Amendments to these Terms of Sale and Delivery are valid only if they are agreed in writing.



Offers and cost estimates are non-binding.

KRUCH and the customer enter into a contract when KRUCH sends an order confirmation after it receives the order, when the goods are handed over or delivered, or when the service is rendered.

KRUCH may reject orders without giving reasons and without being obligated to compensate the customer for any expenses or damage this causes.

KRUCH may accept the customer’s orders partially (and on doing so shall notify the customer thereof in the order confirmation) unless the customer cannot accept a partial delivery or service. If a partial delivery or service is performed, the customer shall pay only the fee allocated to the goods handed over or delivered or the service rendered.
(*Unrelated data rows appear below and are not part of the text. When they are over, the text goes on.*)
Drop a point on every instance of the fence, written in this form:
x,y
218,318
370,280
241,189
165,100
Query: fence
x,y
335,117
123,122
Information of any type, such as prices, quantities, descriptions, illustrations, and data, remains subject to change and might contain errors, especially (but not exclusively) typos and misprints.
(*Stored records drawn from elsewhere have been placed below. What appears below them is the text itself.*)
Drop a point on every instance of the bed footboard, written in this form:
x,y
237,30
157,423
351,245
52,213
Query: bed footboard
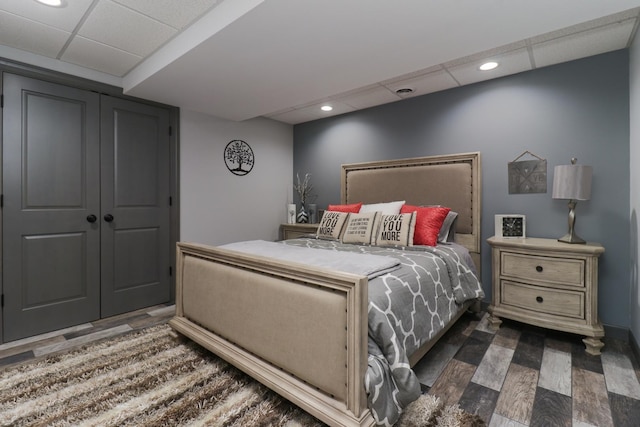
x,y
299,330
All specified prices are based on the current costs for material, energy, and wages, are net prices from the location of the supplying factory (unless specified otherwise), and do not include legal VAT, costs for shipping and packaging, or COD charges.

If the prices change during a long period between order placement and order fulfilment, or while a framework contract for ongoing delivery or processing activity is in effect, especially if prices go up due to taxes, fees, customs, commodity prices, wages under a collective agreement, or energy costs, KRUCH may raise the prices accordingly when the delivery is made.

If the customer provides materials that are in unsuitable condition, KRUCH will charge separately for any additional costs this incurs.



Specified delivery periods are nonbinding, but KRUCH shall adhere to them as closely as possible in accordance with the following provisions.

A specified delivery period begins with the date of the order confirmation issued by KRUCH, provided all commercial and technical issues have been clarified and the customer has met all its obligations, such as providing the necessary official certificates or permits or making a down payment, at that time. If this is not the case, the specified delivery period will begin to run only after all previously stated conditions have been met.

KRUCH cannot comply with delivery periods if its suppliers fail to provide correct and prompt delivery. If late delivery from those suppliers is imminent, KRUCH shall inform the customer thereof without undue delay.

A specified delivery deadline is deemed met if the delivery object has left KRUCH’s factory, or the customer has been notified that the goods are ready for shipment, before that deadline expires.

KRUCH may make partial deliveries to a reasonable extent. KRUCH may make deliveries containing up to 10% more or less than the agreed quantity.



Contracts entered into with KRUCH are fulfilled when the goods are handed over—either in the business premises or to the freight carrier.

Unless otherwise agreed, KRUCH shall specify the route and means of transport and is not obligated to choose the cheapest or fastest option.

The risk of the goods being damaged or destroyed is transferred to the customer or freight carrier when the goods are handed over, but at the latest when the goods leave KRUCH’s company premises, even if freight-paid delivery to the customer is used. The customer shall inspect the delivered goods for transport damage and document any such damage immediately on takeover. If the customer asserts claims against the carrier, KRUCH shall support the customer in so doing to a reasonable extent.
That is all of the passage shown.